Culturalists and columnists are putting a new tag on President-Elect Barack Obama and the legions of his supporters. Though technically born within the demographic swath of the Baby Boomers, Obama, 47, sees himself as anything but a Boomer. His election as president, the way he was elected and how he'll likely conduct himself in office have given popular rise to the term Generation Obama ... Generation O.
The term goes back fairly early in the campaign. CNN's Anderson Cooper, in his 360 Blog in February, talks of being invited to a Generation O event: “ 'Generation O' was the name of a series of fundraising and networking events hosted nationwide in support of Sen. Barack Obama" he said. "These fundraisers targeted a younger audience, relying on what the Obama camp termed 'friendraising' as opposed to fundraising."

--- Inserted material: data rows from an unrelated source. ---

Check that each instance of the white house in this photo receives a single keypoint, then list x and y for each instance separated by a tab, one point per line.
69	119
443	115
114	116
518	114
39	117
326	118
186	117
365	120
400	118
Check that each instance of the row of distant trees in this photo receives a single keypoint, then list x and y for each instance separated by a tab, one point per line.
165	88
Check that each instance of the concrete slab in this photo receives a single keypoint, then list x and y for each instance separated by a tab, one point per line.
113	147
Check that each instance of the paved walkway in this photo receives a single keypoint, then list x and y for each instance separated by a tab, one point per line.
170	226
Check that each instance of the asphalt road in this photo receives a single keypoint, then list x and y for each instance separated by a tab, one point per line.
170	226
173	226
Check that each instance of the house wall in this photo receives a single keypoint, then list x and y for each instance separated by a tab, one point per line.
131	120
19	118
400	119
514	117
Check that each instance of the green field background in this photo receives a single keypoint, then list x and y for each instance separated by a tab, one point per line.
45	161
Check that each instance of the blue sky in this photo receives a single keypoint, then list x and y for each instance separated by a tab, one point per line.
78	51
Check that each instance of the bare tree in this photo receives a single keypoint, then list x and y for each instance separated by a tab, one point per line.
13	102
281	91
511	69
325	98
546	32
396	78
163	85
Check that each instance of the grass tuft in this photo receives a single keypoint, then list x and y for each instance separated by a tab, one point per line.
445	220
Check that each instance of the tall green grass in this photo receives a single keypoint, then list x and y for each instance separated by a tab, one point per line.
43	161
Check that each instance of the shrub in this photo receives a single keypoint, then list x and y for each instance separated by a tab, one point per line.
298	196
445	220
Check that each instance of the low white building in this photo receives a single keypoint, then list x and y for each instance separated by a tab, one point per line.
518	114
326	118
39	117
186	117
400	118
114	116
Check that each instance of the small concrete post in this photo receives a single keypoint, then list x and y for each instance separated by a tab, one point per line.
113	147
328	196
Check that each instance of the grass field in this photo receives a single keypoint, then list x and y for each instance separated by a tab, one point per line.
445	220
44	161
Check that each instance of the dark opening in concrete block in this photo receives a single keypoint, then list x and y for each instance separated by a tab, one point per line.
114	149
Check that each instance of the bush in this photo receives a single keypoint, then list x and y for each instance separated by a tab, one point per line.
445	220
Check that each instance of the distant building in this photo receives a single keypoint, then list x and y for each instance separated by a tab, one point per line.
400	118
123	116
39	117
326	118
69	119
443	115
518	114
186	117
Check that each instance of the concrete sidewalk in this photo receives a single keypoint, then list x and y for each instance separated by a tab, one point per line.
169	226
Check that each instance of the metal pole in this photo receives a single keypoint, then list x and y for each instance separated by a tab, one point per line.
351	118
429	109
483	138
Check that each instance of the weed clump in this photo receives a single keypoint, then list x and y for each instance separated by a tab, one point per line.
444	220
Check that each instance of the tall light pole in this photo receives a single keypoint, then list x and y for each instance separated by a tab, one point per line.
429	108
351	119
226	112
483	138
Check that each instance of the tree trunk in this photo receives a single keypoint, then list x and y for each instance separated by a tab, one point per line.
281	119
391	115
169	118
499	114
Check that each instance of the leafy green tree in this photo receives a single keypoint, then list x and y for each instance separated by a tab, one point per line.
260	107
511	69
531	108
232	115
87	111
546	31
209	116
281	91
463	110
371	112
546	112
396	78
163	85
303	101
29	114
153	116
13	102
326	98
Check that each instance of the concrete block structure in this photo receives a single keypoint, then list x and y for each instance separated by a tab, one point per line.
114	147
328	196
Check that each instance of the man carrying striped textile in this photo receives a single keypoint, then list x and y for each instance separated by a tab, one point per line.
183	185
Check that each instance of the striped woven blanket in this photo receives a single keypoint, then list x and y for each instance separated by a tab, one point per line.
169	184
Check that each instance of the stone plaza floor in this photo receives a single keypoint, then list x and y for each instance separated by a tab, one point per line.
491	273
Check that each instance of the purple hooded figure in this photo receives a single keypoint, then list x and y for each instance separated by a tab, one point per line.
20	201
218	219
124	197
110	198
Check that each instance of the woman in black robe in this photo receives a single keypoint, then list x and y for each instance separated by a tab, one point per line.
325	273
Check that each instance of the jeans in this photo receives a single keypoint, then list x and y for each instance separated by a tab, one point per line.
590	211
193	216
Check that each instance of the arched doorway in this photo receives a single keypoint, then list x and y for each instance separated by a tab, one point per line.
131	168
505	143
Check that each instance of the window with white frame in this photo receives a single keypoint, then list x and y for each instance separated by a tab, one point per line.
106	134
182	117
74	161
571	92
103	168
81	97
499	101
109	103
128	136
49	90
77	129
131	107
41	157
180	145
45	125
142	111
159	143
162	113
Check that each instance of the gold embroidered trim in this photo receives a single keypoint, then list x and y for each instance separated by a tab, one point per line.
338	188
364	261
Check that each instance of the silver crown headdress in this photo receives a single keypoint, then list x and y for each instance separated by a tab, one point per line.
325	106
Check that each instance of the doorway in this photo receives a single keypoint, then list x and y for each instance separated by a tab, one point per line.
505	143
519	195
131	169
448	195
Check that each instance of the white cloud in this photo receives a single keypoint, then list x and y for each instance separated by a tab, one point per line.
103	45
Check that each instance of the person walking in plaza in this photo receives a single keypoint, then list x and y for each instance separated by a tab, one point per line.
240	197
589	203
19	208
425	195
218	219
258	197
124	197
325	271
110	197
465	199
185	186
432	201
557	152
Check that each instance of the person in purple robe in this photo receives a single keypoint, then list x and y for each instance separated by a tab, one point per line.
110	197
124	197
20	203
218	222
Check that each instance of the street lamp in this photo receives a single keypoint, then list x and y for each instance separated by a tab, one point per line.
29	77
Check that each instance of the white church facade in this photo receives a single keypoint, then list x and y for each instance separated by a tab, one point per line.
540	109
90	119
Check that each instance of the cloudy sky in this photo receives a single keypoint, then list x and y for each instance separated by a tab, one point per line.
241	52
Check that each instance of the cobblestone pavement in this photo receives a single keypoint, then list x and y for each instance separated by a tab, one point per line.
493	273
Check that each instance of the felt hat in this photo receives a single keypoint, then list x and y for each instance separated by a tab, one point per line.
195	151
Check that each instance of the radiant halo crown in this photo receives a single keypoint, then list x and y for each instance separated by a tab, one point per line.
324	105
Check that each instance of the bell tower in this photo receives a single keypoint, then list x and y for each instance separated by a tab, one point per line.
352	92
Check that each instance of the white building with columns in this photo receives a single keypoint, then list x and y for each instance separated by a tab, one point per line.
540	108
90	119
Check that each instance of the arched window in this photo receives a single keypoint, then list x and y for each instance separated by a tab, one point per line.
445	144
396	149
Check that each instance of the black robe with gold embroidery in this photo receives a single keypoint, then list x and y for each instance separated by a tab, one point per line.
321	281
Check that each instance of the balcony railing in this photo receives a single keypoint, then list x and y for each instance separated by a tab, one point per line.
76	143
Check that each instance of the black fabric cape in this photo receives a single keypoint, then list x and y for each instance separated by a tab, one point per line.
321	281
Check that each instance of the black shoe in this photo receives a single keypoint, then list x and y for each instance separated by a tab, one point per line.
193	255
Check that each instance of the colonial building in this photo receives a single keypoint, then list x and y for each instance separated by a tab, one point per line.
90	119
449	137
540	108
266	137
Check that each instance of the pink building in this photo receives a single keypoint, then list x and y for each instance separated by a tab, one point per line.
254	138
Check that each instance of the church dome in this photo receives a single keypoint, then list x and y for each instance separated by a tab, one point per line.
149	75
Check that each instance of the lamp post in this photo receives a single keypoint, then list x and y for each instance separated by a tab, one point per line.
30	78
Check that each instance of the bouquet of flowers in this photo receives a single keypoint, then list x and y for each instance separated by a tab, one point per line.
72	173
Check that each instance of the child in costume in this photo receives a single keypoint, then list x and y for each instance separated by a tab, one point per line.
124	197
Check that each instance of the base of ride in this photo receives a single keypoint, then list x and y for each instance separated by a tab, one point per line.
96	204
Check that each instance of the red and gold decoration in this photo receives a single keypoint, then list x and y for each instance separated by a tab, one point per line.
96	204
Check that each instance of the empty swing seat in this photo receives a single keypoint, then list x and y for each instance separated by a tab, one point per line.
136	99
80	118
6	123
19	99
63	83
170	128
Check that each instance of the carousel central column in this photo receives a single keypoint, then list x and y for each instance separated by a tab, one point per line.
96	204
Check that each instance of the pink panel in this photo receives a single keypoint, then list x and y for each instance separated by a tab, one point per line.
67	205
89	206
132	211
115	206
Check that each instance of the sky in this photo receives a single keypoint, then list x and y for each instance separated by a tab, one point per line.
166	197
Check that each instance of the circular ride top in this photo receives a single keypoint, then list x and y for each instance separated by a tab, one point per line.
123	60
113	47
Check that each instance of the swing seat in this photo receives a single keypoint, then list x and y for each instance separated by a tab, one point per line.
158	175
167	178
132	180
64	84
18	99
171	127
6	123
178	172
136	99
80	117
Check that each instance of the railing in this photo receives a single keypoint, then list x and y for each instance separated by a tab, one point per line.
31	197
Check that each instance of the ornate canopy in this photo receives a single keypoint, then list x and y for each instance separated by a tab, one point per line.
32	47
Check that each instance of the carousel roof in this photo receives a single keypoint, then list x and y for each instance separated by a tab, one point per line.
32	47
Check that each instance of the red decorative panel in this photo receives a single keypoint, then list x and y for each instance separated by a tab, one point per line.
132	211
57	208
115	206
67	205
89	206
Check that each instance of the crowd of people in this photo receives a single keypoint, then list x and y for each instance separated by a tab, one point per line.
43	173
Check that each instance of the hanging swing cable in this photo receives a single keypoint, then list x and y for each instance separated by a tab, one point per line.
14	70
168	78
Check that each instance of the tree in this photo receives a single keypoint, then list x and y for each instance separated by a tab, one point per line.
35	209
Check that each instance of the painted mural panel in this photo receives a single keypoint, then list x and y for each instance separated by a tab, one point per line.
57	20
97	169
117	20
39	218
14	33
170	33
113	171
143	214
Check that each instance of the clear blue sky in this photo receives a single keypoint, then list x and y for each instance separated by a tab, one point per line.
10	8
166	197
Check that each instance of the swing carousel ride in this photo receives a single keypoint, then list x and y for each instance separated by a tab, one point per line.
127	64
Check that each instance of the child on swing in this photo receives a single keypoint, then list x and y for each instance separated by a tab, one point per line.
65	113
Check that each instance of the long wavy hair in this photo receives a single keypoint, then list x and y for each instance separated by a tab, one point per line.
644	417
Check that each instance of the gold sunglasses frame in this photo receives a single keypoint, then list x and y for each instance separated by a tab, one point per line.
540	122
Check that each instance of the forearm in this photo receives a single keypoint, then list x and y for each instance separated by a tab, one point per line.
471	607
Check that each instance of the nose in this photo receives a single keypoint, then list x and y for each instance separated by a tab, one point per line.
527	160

The New York Times, in writing about Generation O last week, said Baby Boomers might be skeptical:
"Many baby boomers are unlikely to be comfortable with this generation’s technological boosterism and ease with blurred identities and mixed ethnicities. Peter Wolson, a psychoanalyst and former dean of the Los Angeles of Institute and Society for Psychoanalytic Studies, said the crucible of the 1960s helped give baby boomers a deep suspicion of 'the other.' Their world was bifurcated: pro-war versus antiwar; communist versus capitalist."
Las Vegas Review Journal columnist Geoff Schumacher sees three tenets of Generation O: tolerance, teamwork and technology. He said:
It is likely to be a generation identified as much by a new attitude than necessarily by age.